I think you might have got some of the definitions of the properties wrong.

For the reflexive property, you need to prove that $uRu$ for all words $u$. That is, you need to show that there is a word $w$ such that $u = wu$. The equality holds if $w$ is the empty word, regardless of what word $u$ is, so the relation is reflexive.

A relation is symmetric if $uRv$ implies $vRu$ for all words $u$ and $v$. If we can find a pair of words $u$ and $v$ such that only one of these holds, the relation is not symmetric. Let $u = \text{otato}$ and $v = \text{potato}$. Clearly, $u$ is a suffix of $v$ but not the other way around, so the relation is not symmetric.

The transitive property states that if $tRu$ and $uRv$ then $tRv$ for all words $t$, $u$, and $v$. A single example is not enough to prove that the relation has this property; we need to generalize the reasoning.

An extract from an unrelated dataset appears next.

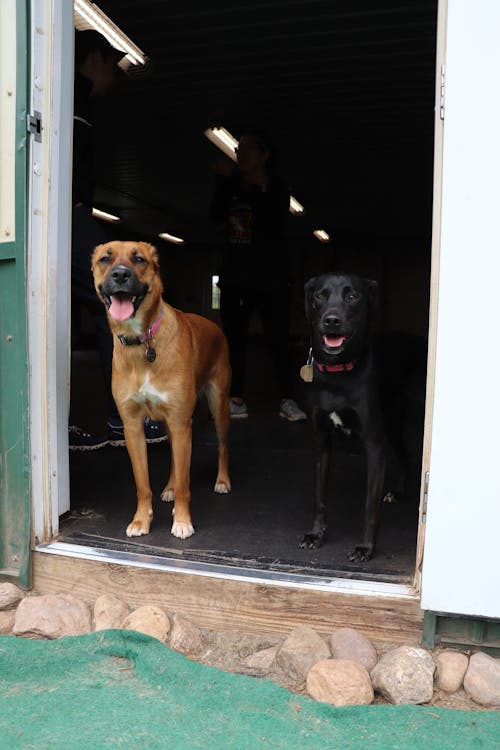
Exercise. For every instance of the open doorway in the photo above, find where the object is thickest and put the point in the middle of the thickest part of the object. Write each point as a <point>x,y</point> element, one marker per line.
<point>347,89</point>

Using the definition of the relation, $tRu$ and $uRv$ means that there are words $w_1$ and $w_2$ such that $u = w_1t$ and $v = w_2u$. It follows that $v = w_2w_1t$. Seeing as $w_2w_1$ is a word (of course), the relation is transitive.

For the asymmetric property, you need to show that if $uRv$, then $v\not Ru$ for all words $u$ and $v$. Note that the relation cannot have this property, because it is reflexive: both $uRu$ and $u \not R u$ cannot hold.

The antisymmetric property is a little tricky. It states that if both $uRv$ and $vRu$, then $u = v$ for all words $u$ and $v$. Using the definition of the relation again, $uRv$ and $vRu$ means that there are words $w_1$ and $w_2$ such that $v = w_1u$ and $u = w_2v$. In other words, $v = w_1w_2v$, so $w_1w_2$, and thus $w_1$ and $w_2$ as well, must be the empty word. This means that $u = w_2v = v$, and so the antisymmetric property holds.

Finally, the irreflexive property states that $uRu$ does not hold for any word $u$. This is clearly not the case; we showed that it holds for all words earlier! In other words, the relation is not irreflexive.